From Perceptrons to GPT: A Journey Through Neural Networks

The Dawn of Neural Networks (1950s–1960s)

In 1957, Frank Rosenblatt introduced the Perceptron, the very first artificial neural network capable of simple learning. It generated huge excitement, with newspapers calling it a “thinking machine.”

But in 1969, Marvin Minsky and Seymour Papert published Perceptrons, showing its mathematical limits. The single-layer perceptron couldn’t solve basic problems like XOR or recognise global structures in images. This critique led to reduced funding and the first AI winter.

Backpropagation and the Revival (1970s–1980s)

In the Soviet Union, Alexey Ivakhnenko experimented with multilayer networks (GMDH). Around the same time, in 1974, Paul Werbos introduced the backpropagation algorithm in his PhD thesis. His work went largely unnoticed.

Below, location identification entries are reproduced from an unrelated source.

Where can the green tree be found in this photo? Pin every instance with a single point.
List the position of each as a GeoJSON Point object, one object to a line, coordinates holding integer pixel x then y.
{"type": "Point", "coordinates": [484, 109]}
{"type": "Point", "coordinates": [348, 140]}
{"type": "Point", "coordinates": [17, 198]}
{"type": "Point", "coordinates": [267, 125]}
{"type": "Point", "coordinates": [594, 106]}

The breakthrough came in 1986, when Geoffrey Hinton, David Rumelhart, and Ronald Williams demonstrated that backpropagation could train multilayer networks. Neural networks were back in the spotlight.

Deep Learning Emerges (1990s–2000s)

In 1998, Yann LeCun developed LeNet-5, a convolutional neural network (CNN) capable of reading handwritten digits. This was the foundation of modern computer vision.

In 2006, Hinton and colleagues revived the field once again, coining the term deep learning to describe networks with many layers.

The Revolution (2010s)

The real explosion came in 2012 with AlexNet, created by Alex Krizhevsky, Ilya Sutskever, and Geoffrey Hinton. By winning the ImageNet competition by a huge margin, AlexNet proved deep learning’s superiority in computer vision.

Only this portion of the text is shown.